By: Heather Neumann
Christina Oser is a homeschool mom and mother of 5, as well as a mid-wife, from Madison, WI. If you would have told her, she would start a Speech and Debate Club in 2015, when her oldest was starting high school, she would have said, “I’ve learned better than to say, “No way!” So maybe, “Only if absolutely necessary!” Or, “There are any number of people who would be a better fit for that job description.” Although she didn’t anticipate starting a club, she feels by starting a club it increased confidence, stronger communication skills, and friendships for her high schooler, as well as herself!
1. Why did you decide to start a club?
Thank you for thinking of me. I started the club because my shy 13 year old son was starting a year of online highschool, and I was concerned that it would be difficult to develop his communications skills in this environment with little interaction with real people. Since he was considering law as a profession, I knew that communications skills would be especially important. When I started asking around the closest clubs were in Milwaukee and Appleton. I was astounded that a city as progressive and homeschool friendly as Madison didn’t have a club. So I started putting out feelers for interest to the homeschool organizations in the area, and found that others were very much interested, and many remembered a time when Madison had a strong club, and were eager to start that again.
2. What things did you do to promote your club?
NCFCA State Representative and Leadership were eager to share their experience and to come talk to families. So I set up an initial meeting with families who were interested, and Amy came to talk about NCFCA. I continued to interact by email with the families that came, and we were able to agree on a time and place. Heather came at the beginning of the speech year and did a one day camp. The first year we started the year with 7 families. 5 ended up competing in speech. We had one debate team. This year we already have 7 committed debate members who attended Resolved Debate camp, and a few others who have expressed interest, so we may have 4 teams! We have at least 10 families committed to speech, some with more than one student involved. Our beginning of the year potluck is this week, so we will know more about an exact number of students then. But we have more than doubled in size this year.
3. How many kids did you have participate in your club the first year? The second year?
Last year with only 5 families competing, the time commitment was really minimal.

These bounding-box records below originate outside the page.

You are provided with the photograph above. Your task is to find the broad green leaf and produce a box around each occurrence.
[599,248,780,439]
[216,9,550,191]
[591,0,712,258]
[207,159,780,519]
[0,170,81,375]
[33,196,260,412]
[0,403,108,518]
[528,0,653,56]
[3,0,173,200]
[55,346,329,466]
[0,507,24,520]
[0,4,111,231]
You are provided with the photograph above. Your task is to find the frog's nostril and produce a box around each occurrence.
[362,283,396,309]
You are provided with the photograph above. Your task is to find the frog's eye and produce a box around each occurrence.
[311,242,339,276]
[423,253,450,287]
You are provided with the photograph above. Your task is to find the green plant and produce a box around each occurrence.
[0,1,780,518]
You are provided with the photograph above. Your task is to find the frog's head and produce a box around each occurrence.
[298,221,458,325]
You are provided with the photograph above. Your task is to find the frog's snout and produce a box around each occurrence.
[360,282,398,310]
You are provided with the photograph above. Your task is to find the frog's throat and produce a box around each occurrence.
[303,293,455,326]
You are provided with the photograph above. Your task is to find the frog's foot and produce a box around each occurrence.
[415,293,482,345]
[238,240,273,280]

I spent some time on the phone with families who were interested, posted a few things on various homeschool group listings, stood at a table for the largest area homeschool group to represent the club, sent some emails to families in the club, researched information about tournaments and housing, communicated with the church who hosted our club, created a registration form, recruited a mom to teach debate, organized a schedule for moms to take turns teaching speech, and various and sundry other things. It took more time initially in the summer before club started, but once we were rolling the other moms were willing to help keep thing going.
4. How much time does it take to run a club?
I am honestly a bit concerned about the time commitment this year with the club being so much larger than last year. I will be heavily recruiting involvement from other moms. I really don’t have time to do it all, so I simply won’t do it all. The moms will be required to help as part of having their kids in the club. I am trying to think through what roles I can delegate. I still have lots of questions about running a club myself, and really still don’t consider myself to be the one running it. I really see myself as simply bringing families together, so the club can happen. I would love to have another family step into the “administration” role. But it is fun to see so much interest in a club that my family is enjoying.
5. What are the details of your club?
Our name is Madison Magnus Speech and Debate Club. Magnus is Latin for great, large, important. We had club members to come to our first social event with some ideas for names. This was my son’s idea, and everyone liked it for the meaning and alliteration. We meet on Thursdays from 12:30-3:30.